Without a moment’s hesitation, the Keeper flew through the window. Magus only took a few seconds to summon his own flying cloud with a string of Code Words, and then he shot out the window in pursuit.

The Keeper of the Code was a fast flyer, but Magus wasn’t about to let him go without a real fight. He pulled a strange metal gun-like contraption from his jacket pocket and aimed it at the Keeper. “Fulgur!” he shouted, and a spark of electricity appeared at the tip of the gun, where it came to an end with a miniature lightning rod. “Augendi!” Magus bellowed, and the lightning bolt grew and shot out at the Keeper.

Thunder boomed so loudly Magus couldn’t hear anything else.

The attack sent the Keeper spiraling to the ground. Magus followed right behind on his cloud, already aiming his gun to fire again.

But something went terribly wrong, and Magus felt himself falling too fast, as though gravity was warping around him and pulling him into a black hole.

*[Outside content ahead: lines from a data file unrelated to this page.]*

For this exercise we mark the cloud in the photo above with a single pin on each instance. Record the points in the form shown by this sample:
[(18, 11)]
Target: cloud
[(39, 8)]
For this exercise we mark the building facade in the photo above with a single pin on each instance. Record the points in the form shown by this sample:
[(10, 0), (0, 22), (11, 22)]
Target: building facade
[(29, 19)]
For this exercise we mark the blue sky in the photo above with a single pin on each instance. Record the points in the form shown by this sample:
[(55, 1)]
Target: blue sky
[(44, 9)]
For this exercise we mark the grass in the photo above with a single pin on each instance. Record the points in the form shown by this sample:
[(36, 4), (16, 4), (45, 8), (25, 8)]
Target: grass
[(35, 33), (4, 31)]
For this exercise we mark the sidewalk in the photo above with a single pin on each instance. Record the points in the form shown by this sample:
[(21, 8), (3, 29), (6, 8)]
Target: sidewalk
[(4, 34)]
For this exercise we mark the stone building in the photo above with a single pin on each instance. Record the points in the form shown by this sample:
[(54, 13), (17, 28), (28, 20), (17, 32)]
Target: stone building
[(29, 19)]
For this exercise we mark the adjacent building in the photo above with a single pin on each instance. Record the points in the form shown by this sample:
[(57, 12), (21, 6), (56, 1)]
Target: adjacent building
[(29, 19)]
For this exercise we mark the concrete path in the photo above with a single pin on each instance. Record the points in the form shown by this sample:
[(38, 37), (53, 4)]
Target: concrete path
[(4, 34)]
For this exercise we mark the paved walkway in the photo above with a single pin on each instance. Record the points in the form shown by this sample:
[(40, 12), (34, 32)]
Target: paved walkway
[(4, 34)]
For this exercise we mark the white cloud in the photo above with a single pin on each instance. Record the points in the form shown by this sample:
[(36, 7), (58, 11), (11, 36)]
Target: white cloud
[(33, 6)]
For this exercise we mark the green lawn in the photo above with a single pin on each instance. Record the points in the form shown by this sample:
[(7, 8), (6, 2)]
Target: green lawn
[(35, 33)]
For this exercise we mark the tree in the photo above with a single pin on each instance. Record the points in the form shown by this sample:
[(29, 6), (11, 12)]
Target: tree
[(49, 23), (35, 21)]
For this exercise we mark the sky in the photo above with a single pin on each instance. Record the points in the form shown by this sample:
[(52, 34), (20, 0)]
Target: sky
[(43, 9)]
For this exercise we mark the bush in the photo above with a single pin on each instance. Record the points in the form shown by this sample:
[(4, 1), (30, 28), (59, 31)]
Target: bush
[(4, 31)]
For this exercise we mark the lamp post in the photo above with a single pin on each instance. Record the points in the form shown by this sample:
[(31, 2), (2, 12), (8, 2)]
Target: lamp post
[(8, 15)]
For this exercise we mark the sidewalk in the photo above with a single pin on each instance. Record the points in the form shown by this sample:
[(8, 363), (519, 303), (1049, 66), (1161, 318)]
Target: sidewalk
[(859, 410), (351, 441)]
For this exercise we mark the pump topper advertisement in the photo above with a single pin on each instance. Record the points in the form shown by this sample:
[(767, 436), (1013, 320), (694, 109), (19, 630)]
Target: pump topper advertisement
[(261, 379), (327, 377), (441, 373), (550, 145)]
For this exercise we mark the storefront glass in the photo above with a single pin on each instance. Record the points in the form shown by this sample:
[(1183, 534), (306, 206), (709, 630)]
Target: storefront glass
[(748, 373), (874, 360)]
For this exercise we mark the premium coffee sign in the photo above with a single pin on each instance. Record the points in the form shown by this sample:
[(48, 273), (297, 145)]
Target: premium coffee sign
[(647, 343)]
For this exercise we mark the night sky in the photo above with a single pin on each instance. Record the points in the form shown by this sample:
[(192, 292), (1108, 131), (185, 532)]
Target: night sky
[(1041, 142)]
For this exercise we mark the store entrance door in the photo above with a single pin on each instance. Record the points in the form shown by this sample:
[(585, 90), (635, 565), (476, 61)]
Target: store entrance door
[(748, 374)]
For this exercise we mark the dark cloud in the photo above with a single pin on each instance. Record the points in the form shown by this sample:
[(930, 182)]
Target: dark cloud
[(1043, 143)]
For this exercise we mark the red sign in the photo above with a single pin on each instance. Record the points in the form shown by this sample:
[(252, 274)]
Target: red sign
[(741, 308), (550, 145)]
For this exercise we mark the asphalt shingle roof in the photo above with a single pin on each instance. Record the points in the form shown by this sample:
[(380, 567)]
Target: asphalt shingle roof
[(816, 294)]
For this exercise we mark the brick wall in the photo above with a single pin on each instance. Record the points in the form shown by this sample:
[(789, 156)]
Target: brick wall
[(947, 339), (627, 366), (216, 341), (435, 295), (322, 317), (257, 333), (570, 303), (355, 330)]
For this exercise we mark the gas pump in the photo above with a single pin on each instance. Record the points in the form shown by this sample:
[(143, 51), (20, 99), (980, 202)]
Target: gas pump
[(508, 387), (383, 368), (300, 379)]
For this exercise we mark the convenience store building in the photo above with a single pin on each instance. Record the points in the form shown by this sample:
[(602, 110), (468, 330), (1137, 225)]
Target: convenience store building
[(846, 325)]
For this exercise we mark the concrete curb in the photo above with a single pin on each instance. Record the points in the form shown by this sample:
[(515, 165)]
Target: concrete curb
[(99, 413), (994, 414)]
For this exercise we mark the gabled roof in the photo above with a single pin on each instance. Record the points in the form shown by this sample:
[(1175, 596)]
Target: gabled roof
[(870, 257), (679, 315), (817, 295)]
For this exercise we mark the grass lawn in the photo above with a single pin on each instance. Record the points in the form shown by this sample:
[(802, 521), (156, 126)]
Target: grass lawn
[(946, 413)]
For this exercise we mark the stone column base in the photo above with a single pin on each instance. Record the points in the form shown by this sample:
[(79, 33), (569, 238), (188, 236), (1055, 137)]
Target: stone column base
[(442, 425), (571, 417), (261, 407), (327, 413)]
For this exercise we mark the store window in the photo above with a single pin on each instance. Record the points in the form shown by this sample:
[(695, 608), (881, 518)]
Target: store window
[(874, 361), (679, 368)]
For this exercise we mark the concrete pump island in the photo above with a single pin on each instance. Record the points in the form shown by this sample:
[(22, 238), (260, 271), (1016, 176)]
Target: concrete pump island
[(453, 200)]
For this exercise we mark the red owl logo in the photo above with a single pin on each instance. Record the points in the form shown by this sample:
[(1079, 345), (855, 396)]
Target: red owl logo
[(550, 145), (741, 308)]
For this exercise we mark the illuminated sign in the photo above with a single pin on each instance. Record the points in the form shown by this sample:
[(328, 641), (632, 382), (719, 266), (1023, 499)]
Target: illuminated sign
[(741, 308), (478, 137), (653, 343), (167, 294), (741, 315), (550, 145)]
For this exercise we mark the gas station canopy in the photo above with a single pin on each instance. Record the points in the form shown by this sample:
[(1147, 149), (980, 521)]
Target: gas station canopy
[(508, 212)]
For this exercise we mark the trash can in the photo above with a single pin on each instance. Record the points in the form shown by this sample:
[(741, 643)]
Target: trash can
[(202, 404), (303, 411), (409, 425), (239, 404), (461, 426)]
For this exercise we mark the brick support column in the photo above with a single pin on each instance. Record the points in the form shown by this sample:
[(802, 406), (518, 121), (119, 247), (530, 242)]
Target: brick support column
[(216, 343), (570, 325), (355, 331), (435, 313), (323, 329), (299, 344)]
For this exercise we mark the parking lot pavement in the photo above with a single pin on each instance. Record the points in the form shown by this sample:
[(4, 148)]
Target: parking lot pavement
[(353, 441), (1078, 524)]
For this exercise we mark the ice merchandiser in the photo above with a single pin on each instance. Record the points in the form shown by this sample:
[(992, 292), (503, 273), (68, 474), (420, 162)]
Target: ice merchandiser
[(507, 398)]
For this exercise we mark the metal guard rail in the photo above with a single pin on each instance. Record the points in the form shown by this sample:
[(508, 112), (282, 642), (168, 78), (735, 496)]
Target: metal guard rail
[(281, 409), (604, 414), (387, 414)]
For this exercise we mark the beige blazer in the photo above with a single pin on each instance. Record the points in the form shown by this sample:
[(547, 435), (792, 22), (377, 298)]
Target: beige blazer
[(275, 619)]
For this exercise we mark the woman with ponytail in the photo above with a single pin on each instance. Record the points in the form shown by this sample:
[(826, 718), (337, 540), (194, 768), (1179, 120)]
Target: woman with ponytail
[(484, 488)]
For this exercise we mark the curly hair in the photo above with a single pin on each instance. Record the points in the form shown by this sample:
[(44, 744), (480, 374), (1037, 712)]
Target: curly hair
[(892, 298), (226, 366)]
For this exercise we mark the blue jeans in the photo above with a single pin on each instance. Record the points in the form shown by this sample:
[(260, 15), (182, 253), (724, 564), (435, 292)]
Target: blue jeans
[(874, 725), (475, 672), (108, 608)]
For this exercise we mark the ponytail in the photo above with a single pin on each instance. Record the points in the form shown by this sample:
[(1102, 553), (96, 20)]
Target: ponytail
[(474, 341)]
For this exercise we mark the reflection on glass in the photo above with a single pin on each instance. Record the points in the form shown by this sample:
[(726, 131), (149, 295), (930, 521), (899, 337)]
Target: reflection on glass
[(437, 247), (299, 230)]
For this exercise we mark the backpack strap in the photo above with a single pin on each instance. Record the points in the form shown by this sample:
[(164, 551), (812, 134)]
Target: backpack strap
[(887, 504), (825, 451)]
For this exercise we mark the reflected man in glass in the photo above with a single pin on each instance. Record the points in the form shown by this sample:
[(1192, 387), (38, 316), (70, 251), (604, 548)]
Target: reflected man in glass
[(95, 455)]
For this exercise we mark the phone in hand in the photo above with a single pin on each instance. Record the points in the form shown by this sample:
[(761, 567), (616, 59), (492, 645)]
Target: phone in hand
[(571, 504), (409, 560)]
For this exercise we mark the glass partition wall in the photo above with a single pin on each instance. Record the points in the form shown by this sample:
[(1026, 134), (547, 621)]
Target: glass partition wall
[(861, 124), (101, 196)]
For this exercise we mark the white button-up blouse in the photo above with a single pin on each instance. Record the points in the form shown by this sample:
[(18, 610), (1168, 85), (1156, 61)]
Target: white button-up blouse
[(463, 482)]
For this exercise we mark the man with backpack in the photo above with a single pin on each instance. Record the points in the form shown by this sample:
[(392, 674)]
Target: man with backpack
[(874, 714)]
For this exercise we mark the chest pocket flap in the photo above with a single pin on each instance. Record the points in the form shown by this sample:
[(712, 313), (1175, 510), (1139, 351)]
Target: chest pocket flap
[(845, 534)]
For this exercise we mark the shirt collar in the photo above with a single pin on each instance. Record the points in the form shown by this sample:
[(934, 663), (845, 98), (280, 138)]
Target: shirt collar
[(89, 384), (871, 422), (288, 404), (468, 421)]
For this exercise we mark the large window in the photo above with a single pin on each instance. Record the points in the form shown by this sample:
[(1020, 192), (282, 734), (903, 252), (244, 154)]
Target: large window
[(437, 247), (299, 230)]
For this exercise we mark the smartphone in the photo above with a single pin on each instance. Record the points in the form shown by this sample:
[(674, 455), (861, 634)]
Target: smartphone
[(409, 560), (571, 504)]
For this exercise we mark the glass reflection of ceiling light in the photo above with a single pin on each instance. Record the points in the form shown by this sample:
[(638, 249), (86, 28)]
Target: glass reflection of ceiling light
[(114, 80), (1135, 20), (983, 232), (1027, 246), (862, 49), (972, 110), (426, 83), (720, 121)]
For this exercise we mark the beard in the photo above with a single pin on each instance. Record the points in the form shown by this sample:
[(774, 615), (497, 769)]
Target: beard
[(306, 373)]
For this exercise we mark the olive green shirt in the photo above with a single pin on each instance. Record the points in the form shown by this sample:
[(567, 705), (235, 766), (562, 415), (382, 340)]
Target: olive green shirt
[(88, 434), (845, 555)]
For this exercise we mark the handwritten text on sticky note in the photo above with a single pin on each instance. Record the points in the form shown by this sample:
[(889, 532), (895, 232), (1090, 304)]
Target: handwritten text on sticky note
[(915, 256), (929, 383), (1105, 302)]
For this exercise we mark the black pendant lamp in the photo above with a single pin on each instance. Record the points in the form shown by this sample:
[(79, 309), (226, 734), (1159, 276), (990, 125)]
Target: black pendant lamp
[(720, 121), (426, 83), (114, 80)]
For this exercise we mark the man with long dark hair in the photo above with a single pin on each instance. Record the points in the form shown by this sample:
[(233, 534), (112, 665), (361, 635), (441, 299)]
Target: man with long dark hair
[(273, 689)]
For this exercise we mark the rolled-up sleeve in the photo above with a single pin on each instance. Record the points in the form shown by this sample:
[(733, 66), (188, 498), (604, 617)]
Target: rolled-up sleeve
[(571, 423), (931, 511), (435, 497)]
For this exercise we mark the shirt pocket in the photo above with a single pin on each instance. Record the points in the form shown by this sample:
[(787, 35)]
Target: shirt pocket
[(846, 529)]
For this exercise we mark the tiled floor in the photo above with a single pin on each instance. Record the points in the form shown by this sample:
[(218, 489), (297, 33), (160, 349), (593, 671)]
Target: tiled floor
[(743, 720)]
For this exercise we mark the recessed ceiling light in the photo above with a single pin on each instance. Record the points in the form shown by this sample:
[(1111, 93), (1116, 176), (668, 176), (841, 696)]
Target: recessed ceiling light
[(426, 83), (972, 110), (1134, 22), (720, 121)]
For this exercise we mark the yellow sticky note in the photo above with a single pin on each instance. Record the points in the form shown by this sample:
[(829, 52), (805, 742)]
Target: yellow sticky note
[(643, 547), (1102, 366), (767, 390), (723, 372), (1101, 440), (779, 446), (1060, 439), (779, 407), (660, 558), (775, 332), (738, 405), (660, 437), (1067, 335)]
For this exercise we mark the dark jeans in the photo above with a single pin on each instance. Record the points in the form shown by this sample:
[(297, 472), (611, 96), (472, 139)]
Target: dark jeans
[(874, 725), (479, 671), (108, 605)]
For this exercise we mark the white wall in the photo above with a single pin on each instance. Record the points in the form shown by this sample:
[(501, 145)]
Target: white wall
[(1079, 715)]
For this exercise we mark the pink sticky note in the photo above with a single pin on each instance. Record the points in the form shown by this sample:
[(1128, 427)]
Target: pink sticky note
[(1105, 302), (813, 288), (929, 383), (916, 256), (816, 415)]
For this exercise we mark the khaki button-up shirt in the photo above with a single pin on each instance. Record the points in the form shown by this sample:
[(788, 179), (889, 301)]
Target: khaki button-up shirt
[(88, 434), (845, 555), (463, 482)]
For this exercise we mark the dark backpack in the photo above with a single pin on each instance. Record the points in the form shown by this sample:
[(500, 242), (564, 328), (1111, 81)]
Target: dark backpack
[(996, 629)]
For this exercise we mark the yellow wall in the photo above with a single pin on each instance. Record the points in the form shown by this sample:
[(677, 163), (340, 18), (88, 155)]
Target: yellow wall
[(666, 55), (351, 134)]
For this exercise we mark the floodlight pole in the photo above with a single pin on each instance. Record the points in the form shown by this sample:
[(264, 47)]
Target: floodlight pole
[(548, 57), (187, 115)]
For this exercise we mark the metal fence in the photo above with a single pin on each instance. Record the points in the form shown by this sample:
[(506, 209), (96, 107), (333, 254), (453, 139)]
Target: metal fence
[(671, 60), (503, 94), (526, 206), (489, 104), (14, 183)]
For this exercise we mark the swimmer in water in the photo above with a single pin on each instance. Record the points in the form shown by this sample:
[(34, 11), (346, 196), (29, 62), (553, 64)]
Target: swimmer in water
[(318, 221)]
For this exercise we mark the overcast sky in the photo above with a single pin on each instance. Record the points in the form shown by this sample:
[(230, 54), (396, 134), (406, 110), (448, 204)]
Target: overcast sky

He collapsed on the ground with a grunt, and his lightning gun clattered across the yard toward the Keeper.

“Magus!” the Keeper shouted, a warning.

“This is not how I meet my end!” Magus shouted, gritting his teeth against the crushing weight of the gravity pooling around him and pinning him to the ground. “I’ve seen my death, and this is not it!”

“No,” the Keeper said with a sad shake of his head. He stooped to pick up the lightning gun. “This is not your death sentence. It’s merely a temporary prison.”

The Keeper stepped forward and towered over Magus, who raged in vain against the magic that was holding him motionless against the earth.

“I don’t suppose you would mind if I borrow this?” the Keeper asked, holding up the lightning gun. “I know someone who could really do some fantastic things with it.”

“Borrow means you bring it back!” Magus spat through tight lips. Behind him, several men in black came sprinting out of the mansion to come to the aid of their leader.

“Oh, I intend to bring it back, trust me.” The Keeper held up his hands and said, “Caelus!” A black rip in space appeared directly above Magus. Immediately, Magus felt the gravity shift from pushing him down to pulling him up, and at the same time, his body lost its form. Magus slowly became a vapor of black mist, and with sickening speed, the tear in space sucked him up into a black void of nothingness.

His scream died on his lips as oblivion engulfed him in a timeless prison.